I slowly breathe in. “Do you have apples? Fresh fruit?”
She smiles at me. I am astonished. I think I like this new nurse.
“I'll go look. I'll be back as soon as I can.”
I nod and wait. I'm glancing around the room at the other poor souls here, gulping down this crap. Ten minutes pass. I am starting to feel tense. Maybe she forgot about me. Maybe it was a trick. Maybe I should just wander back to my room. Then I see her. She's wearing a huge smile on her face and holding a peach in her hand. My mouth waters.
“This is from my lunch,” she whispers, “I picked it this morning.”
I think I must have found the little heaven in this place. She is the first refreshing thing that's happened to me in years. I thank her at least three times to be sure she knows how grateful I feel. She thanks me for eating. How odd.
Something pulls me from my slumber. I have no restraints. I smell the farmer's market, full of naturally sweet and earthy scents. I open my eyes to find that I am not at the farmer's market, I am in the very room I fell asleep in. This constant ache of a chamber. But I can still smell fruits. I turn over to the bedside table. A glorious basket of fresh fruit with a card sits there. I open the card.
'Just between us, I don't like the food either. ~AM'
Who the heck is that? Then I remember the nurse. I close my eyes and remember every detail of yesterday. The peach, her smile, her name tag. Nurse Monroe. I'm feeling hopeful that I will stay out of the dreams now that I have things to look forward to. Fresh fruit, and oh look at this, a wheel of cheese tucked down in there.
My eyes are bright. I can feel it. When the doctor comes in he mentions it. I tell him I like that new nurse I met. She was nice to me. He nods. I think he feels hopeful too.
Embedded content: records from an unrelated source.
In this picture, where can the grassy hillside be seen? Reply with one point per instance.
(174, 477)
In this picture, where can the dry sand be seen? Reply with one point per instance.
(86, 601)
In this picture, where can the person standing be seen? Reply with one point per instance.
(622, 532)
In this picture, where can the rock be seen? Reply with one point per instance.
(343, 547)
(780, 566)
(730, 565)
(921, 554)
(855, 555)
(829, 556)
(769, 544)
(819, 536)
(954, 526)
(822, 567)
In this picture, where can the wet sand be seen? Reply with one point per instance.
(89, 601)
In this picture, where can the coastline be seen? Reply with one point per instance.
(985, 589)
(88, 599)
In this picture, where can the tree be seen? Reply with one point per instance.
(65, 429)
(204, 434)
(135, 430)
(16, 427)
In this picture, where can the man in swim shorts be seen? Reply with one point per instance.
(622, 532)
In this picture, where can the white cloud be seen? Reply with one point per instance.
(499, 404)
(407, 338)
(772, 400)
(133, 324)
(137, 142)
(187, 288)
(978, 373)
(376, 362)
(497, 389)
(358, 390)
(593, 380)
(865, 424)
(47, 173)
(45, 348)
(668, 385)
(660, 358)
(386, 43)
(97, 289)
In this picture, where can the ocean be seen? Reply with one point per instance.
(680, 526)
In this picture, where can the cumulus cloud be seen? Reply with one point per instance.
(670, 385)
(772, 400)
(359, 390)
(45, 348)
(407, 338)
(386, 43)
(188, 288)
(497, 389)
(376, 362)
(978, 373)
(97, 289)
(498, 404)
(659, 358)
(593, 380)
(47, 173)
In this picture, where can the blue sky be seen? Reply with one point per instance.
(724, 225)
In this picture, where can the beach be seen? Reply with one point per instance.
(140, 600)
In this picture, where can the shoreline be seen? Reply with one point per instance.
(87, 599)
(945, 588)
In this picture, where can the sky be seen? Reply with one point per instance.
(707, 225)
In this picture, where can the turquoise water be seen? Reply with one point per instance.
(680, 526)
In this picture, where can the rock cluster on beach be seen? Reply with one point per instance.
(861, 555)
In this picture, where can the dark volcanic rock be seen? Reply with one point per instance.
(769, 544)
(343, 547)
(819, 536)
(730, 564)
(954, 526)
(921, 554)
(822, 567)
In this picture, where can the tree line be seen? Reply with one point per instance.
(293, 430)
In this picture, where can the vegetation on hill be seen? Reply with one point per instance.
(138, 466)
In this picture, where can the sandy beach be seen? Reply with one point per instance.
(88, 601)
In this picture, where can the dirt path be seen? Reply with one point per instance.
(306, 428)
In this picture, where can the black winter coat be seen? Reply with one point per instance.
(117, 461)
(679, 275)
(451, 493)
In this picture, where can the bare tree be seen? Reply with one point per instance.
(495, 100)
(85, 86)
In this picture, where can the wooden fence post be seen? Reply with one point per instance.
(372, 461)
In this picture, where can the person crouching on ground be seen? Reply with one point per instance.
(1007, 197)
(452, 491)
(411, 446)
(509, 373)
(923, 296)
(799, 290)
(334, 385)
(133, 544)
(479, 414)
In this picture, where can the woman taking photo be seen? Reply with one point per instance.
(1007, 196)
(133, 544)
No restraints again today. I have a little skip in my steps ambling toward the dining hall. She's been joining me at my table every day now for a week. We eat a little and talk a lot.
“The doctor told me we could do something special for you. It was my idea. After breakfast I'll show you.”
“You're not going to make me to knit potholders are you? Or do those stupid paint by number things?”
“Don't roll your eyes. Of course not. Trust me, you'll like this.”
“There's nothing to like here,” my sourness blunders out. Her face betrays my callousness. I feel dark and empty inside.
“I'm sorry, I didn't mean that.”
“I understand. Don't worry about it.”
As we drop our garbage, she seems giddy. I'm wondering if this is something she will like more than me. That's my selfish side coming out again. Trusting is not in my nature anymore. I have made up my mind to like whatever it is at least for her sake. I can't lose the one friend I've made in decades over selfish pride. I smile and follow after her at my usual seventy-year-old pace.
We pass Nurse Sour. Her name tag reads Nurse Sorenson. I think she must have been born with a screwed up face. She once forced me to take some meds. I ended up in restraints the next day, but the shiner I gave her made me smile. I'm glad I can remember this. Now, I have a deal with the fern in my room. He saves me from her stupefying meds and I sneak him sugar packets.
Nurse Monroe opens the door to the back garden. It's pathetic really, a few white daisies, some annual pansies, but nothing of effort has been done here. I sigh. She turns and laughs.
“I thought you'd feel that way. It's not much huh?”
“That's an understatement honey.”
“Come,” she's coaxing me now. I follow her and she shows me a cart full of tools, gloves, and seeds. Packets and packets of wonderful seeds.
“I think you could make something better of this area, couldn't you?”
“You better believe it.”
“Now, if you need any heavy work done, let me know. I've got a good strong guy in maintenance who agreed to help out.”
“You thought of everything.”
“Have fun.” With that, she left, promising to check back in an hour. I could have spent the entire day there. She came to take me back after the hour. She said I had an appointment with the doctor. I forgot, of course.